Lest you forget amid all the noise made by Marvel Studios and Star Wars rumors, Walt Disney Pictures still does big business in princesses, and they're aiming to prove it with their mammoth new holiday season release Frozen. Very, very loosely adapted from Hans Christian Andersen's fairy tale, it's the story of a vaguely Nordic kingdom and the two orphaned sisters, Elsa (Idina Menzel) and Anna (Kristen Bell), charged with running it. The spunky heroine and lonely castle hearken back to recent hit Tangled; the sisterly conflict feels like The Little Mermaid; the knowing fairy tales riffs are pure Enchanted. This is rigorous Disney hit-making at its finest, but with enough charm to get away with it.

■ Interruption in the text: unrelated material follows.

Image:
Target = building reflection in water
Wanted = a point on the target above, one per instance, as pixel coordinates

Even before Elsa's powers of shooting ice and snow from her fingertips run rampant, the animation guided by directors Chris Buck and Jennifer Lee is stunning-- Elsa and Anna's parents perish in a single shot of a howling storm at sea, and the stony cliffs surrounding the village of Arrendel are dramatic even before coated in ice. Elsa revels in her powers as a little girl, but after a close call with Anna and a poorly aimed bolt of ice, she's convinced to hide her strengths and retreat from their tight sisterly bond. The death of the king and queen means Elsa must take over, but the stress of her coronation (and Anna's dumb-cluck decision to get engaged to a hunky prince she just met) makes her lose control. Elsa storms up into the mountains, leaving ice castles and blizzards in her wake and belting the power ballad "Let It Go." Especially as sung by Menzel it's a shameless riff on Wicked's "Defying Gravity"; that hasn't kept it from sticking in my head for weeks now, and good luck shaking it out of yours.

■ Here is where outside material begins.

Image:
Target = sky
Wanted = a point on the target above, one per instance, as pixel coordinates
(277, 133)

Anna's heroic journey is, refreshingly, not about a boy or even about herself-- she travels into the mountains to convince Elsa to return, and teams up with rugged ice salesman Kristof (Jonathan Groff) to get there. Kristof and Anna are going to fall for each other eventually, of course, and she'll ditch that princely fiancé Hans (Santino Fontana), but the focus remains firmly on Anna and Elsa, as Lee's screenplay repeatedly subverts fairy tale tropes to make them about sisterly, not romantic, love. The beats of the story and the catchy songs can feel a bit factory-produced-- funny sidekicks in the form of mountain trolls show up at the exact right time for a laugh, and the old man villains are shipped directly from Gaston's mob in Beauty and the Beast. But Frozen has all the right modern touches too, without falling into winky-wink Shrek territory.

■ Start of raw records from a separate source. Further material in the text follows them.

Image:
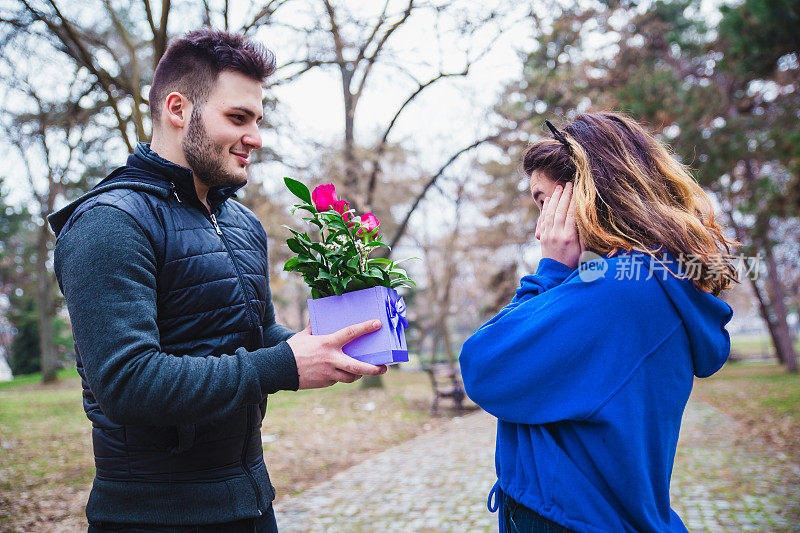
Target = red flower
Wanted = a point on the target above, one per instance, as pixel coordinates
(342, 207)
(324, 197)
(369, 222)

It also pulls off a miracle in Olaf, the buck-toothed snowman you've seen in every ad and voiced by Book of Mormon's Josh Gad. The goofy sidekick is usually an exasperating pander to younger kids who might get restless after too much story, and even in the brilliant Mormon Gad tended to overplay his schlubby goofball hand. But Olaf is consistently, actually funny, and even has the film's best song in "In Summer," dreaming of how great a snowman's life will be in warmer times (Anna and Kristof don't have the heart to tell him the truth). Even Olaf's origin story helps highlight the relationship between the sisters-- Frozen's story may sometimes feel machine-made perfect, but there's satisfaction in watching a production this big stay so resolutely on point.
Debuting her serious pipes after making her name on television, Kristen Bell is a righteously spunky and funny heroine, while Menzel ably shoulders the film's heaviest drama (and by far the best princess dresses, to be seen on Halloween racks everywhere next fall). Both girls are heroines on the level of Belle, Jasmine or Ariel, and do them one better by choosing family over more conventional romance-- a nice contrast to, say, Bella of Twilight. Big animated movies are under crazy pressure to teach kids the "right" lessons, but Frozen wears that pressure lightly, putting much more focus on its gorgeous animation, its insanely catchy songs and its well-earned emotional highs. Especially as Disney turns toward revamping older princesses like Sleeping Beauty and Cinderella for live-action dramas, it's a pleasure to see the studio go back to what they've always done well and prove they've still got it.